Namun, permintaan tersebut langsung ditanggapi tegas oleh anggota Komisi I DPR RI dari Fraksi PKB, Oleh Soleh. Ia menyatakan bahwa pemerintah tidak boleh gegabah menyikapi persoalan ini.

“Keterlibatan Satria Arta Kumbara sebagai tentara bayaran di negara asing, apalagi di tengah konflik internasional, bukan hanya mencederai sumpah prajurit, tapi juga melanggar hukum Indonesia. Pemerintah tidak boleh sembarangan mengembalikan kewarganegaraan,” ujar Oleh Soleh di Jakarta, Rabu (23/7/2025).
Mengacu pada pasal 23 huruf d dan e UU Nomor 12 Tahun 2006, seseorang kehilangan kewarganegaraannya jika secara sukarela masuk dinas tentara asing tanpa izin Presiden. Satria dinilai telah memenuhi unsur tersebut.
Oleh menambahkan, tindakan Satria adalah pelanggaran serius terhadap kehormatan negara dan konstitusi. Ia menilai bahwa status kewarganegaraan bukan sekadar formalitas administratif, melainkan hak sekaligus kewajiban yang melekat pada warga negara.
“Kewarganegaraan itu bukan sesuatu yang bisa dinegosiasikan setelah melakukan pelanggaran. Kalau sudah mengabdi ke negara lain, apalagi sebagai tentara bayaran, ya harus siap menerima konsekuensinya,” tegasnya.
Preseden Buruk
Menurutnya, negara harus bersikap konsisten agar kasus seperti ini tidak menjadi preseden buruk di masa depan. Ia mendesak agar Kementerian Luar Negeri, Kementerian Pertahanan, dan Kementerian Hukum dan HAM mengkaji kasus ini secara hati-hati dari sisi hukum dan diplomasi.

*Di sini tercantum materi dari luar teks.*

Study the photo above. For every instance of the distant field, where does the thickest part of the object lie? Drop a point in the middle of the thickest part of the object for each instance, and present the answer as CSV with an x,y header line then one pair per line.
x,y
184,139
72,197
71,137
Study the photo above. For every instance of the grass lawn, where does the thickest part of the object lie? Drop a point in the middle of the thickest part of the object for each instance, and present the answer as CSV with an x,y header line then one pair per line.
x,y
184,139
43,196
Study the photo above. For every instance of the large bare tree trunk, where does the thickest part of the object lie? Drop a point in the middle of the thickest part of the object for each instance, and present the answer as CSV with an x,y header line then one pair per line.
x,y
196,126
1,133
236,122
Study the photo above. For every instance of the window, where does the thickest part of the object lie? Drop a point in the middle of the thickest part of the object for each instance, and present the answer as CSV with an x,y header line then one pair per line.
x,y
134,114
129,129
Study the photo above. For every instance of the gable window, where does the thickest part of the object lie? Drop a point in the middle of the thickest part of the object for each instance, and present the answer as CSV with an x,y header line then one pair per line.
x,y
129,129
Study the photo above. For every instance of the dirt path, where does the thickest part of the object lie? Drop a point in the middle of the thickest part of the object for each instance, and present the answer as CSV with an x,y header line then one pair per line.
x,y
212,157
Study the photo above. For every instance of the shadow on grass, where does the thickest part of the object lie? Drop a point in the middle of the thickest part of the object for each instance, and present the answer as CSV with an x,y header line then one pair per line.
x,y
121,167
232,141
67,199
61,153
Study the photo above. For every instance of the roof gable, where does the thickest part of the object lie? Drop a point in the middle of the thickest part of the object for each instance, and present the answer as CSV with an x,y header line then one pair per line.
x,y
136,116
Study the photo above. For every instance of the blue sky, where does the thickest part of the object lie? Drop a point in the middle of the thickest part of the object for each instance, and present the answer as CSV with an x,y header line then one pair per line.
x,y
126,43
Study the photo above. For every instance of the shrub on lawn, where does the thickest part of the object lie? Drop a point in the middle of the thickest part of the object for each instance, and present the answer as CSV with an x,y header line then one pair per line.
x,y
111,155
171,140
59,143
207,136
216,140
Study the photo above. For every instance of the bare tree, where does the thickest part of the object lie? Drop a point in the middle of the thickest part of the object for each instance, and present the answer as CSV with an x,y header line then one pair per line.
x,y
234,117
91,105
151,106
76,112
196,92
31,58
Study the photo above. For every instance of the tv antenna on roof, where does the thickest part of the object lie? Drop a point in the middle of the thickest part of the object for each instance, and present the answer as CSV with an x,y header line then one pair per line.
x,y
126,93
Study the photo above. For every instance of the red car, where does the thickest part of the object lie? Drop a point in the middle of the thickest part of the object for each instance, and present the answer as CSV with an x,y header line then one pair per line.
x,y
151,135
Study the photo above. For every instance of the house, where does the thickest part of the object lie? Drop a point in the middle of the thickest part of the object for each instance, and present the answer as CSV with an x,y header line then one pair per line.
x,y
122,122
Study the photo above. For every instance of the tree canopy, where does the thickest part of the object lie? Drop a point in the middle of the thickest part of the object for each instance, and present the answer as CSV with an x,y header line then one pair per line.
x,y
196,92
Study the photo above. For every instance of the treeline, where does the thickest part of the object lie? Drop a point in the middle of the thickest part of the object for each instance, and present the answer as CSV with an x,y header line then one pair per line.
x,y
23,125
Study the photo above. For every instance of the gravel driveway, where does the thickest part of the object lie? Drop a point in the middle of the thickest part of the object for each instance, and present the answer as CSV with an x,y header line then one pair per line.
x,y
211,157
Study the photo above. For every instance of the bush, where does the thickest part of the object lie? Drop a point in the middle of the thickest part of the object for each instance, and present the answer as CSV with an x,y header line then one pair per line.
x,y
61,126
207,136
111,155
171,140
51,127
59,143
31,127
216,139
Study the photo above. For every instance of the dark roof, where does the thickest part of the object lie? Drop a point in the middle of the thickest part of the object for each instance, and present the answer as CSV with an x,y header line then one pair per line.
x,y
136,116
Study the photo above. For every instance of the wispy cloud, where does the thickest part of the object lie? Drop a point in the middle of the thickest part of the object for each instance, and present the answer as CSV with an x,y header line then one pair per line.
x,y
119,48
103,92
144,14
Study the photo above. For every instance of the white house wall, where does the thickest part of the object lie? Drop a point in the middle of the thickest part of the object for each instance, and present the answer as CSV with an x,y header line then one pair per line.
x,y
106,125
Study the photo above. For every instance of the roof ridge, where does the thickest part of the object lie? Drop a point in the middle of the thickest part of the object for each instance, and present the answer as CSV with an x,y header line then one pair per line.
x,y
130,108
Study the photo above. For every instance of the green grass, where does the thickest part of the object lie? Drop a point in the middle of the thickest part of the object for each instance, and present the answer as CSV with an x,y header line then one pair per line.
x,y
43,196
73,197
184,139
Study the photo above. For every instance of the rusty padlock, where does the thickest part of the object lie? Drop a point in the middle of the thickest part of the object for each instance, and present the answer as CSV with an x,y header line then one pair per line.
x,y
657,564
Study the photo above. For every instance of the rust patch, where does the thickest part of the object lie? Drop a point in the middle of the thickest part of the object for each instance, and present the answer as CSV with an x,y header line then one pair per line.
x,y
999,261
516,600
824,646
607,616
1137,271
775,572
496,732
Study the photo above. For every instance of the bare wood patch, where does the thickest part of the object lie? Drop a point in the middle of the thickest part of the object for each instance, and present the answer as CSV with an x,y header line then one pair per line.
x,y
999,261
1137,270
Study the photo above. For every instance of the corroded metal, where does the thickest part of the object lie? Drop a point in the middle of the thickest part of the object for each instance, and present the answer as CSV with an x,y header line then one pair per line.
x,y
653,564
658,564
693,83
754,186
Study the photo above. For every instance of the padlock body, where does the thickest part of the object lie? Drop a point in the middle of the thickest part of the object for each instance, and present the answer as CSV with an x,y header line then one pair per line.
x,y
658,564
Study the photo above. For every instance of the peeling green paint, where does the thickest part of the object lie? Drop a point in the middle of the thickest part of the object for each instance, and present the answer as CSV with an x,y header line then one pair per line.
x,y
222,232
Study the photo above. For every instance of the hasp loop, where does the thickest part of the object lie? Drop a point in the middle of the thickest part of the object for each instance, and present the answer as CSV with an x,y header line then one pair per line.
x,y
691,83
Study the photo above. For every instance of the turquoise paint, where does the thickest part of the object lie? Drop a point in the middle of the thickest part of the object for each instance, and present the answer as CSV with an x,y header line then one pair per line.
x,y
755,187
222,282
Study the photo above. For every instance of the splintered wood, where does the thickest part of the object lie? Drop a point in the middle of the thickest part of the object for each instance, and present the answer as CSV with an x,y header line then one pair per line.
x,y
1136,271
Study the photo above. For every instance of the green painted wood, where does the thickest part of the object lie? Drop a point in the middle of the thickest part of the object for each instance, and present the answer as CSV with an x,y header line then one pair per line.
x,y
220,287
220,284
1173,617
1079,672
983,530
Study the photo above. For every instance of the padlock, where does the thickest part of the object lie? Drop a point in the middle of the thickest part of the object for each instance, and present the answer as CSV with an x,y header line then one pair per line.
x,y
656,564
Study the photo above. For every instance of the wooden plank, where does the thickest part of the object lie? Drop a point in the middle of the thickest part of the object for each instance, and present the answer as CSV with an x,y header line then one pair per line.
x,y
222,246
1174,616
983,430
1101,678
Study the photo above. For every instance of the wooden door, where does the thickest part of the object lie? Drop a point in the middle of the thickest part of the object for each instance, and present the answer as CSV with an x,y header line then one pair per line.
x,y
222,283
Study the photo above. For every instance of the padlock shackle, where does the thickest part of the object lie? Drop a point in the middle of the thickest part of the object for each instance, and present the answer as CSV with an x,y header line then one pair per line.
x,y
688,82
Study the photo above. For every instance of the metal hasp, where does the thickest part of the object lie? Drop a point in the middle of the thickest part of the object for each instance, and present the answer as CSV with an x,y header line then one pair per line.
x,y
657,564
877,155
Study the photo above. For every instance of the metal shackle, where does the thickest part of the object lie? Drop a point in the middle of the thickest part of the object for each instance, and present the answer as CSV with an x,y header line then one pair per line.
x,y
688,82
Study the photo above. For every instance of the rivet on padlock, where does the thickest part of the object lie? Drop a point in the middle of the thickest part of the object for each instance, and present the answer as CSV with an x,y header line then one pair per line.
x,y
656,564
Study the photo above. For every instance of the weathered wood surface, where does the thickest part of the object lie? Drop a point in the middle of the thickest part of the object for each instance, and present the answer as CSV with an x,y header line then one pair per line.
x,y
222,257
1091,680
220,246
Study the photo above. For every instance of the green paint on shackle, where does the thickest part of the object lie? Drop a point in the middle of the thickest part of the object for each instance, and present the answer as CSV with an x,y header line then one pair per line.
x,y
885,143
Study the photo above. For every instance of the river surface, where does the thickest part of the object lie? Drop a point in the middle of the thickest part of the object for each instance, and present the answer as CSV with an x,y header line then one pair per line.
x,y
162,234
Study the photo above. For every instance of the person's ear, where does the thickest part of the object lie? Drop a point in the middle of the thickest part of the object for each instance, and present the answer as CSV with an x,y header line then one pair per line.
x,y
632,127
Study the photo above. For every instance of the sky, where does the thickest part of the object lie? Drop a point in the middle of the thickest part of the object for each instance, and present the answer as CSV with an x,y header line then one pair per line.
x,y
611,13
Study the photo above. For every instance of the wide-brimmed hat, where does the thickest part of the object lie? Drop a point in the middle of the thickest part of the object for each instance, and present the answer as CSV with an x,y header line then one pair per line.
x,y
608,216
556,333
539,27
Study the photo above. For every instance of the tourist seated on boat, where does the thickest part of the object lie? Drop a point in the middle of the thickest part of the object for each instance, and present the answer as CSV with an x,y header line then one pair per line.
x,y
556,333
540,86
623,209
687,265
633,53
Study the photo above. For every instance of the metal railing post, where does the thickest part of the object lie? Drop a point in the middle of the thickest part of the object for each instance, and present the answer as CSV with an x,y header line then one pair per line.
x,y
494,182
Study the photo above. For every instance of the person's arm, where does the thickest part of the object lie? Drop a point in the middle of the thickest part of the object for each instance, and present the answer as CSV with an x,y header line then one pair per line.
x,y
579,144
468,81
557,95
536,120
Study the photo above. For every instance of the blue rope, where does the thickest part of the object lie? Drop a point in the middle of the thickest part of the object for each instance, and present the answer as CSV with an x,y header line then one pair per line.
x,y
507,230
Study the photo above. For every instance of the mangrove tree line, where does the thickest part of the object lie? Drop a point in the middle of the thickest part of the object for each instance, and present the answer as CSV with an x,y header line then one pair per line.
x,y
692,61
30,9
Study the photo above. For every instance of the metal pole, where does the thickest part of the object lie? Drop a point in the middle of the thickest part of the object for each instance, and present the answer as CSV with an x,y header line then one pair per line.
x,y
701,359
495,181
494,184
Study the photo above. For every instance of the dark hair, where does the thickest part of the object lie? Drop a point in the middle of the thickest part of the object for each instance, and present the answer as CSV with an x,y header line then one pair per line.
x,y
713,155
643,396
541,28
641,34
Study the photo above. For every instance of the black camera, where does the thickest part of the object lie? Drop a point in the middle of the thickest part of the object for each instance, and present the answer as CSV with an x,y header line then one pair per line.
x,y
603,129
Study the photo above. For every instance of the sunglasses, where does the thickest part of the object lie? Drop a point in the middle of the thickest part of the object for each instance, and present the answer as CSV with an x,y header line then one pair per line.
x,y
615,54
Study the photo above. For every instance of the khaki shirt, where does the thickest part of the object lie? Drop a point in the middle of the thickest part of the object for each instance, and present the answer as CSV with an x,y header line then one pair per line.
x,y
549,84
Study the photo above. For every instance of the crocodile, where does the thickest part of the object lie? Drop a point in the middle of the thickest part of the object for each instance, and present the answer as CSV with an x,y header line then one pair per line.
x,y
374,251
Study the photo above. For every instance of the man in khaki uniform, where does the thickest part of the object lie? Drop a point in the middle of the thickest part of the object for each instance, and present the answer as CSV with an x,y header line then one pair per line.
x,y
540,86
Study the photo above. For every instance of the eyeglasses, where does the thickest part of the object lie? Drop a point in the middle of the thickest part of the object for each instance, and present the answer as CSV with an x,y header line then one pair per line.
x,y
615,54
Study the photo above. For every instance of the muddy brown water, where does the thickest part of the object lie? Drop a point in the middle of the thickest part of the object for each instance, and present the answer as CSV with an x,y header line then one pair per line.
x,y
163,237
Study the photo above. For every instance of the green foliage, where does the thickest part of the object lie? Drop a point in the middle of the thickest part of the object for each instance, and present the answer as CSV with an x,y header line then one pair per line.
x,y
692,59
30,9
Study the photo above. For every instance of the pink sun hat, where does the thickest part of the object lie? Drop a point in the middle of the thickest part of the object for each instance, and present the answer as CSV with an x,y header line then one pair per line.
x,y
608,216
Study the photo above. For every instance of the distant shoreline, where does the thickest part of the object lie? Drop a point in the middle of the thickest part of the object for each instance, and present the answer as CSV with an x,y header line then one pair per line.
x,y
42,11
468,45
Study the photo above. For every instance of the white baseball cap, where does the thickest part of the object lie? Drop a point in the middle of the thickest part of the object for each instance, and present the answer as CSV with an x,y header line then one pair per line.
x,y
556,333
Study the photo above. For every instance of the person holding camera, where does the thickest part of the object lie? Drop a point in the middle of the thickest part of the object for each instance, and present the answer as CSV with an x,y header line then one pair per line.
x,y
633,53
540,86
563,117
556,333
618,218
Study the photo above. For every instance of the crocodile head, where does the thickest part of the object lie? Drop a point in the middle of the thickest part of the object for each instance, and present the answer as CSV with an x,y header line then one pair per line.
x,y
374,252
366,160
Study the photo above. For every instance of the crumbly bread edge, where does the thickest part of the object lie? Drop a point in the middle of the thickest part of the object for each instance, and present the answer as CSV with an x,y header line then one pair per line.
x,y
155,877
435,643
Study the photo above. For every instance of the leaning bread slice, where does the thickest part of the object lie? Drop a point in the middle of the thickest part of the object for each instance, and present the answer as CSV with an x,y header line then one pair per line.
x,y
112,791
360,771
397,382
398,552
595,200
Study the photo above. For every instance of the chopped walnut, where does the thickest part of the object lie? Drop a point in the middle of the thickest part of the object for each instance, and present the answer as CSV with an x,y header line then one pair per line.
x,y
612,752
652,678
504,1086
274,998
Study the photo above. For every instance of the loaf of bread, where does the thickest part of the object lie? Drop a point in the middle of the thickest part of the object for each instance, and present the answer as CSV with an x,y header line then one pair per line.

“Pemerintah harus mengedepankan kepentingan nasional dan kedaulatan negara. Jangan sampai kita terlihat lemah dalam menjaga prinsip-prinsip kebangsaan,” katanya.
Diketahui, Satria Arta Kumbara sebelumnya mengajukan permohonan agar status WNI-nya dipulihkan. Ia menyampaikan permintaan maaf kepada pemerintah dan masyarakat Indonesia atas keputusannya bergabung sebagai tentara bayaran Rusia dalam perang melawan Ukraina.
Alasannya, ia hanya mencari nafkah karena keterbatasan ekonomi usai keluar dari TNI AL. Namun alasan itu tak lantas membuat pelanggarannya bisa diabaikan.
Kasus ini kini menjadi sorotan publik dan diperkirakan akan menjadi bahan diskusi serius antar-lembaga pemerintah. Pemerintah pun diminta bertindak hati-hati agar tetap menjunjung tinggi kedaulatan negara di tengah dinamika global.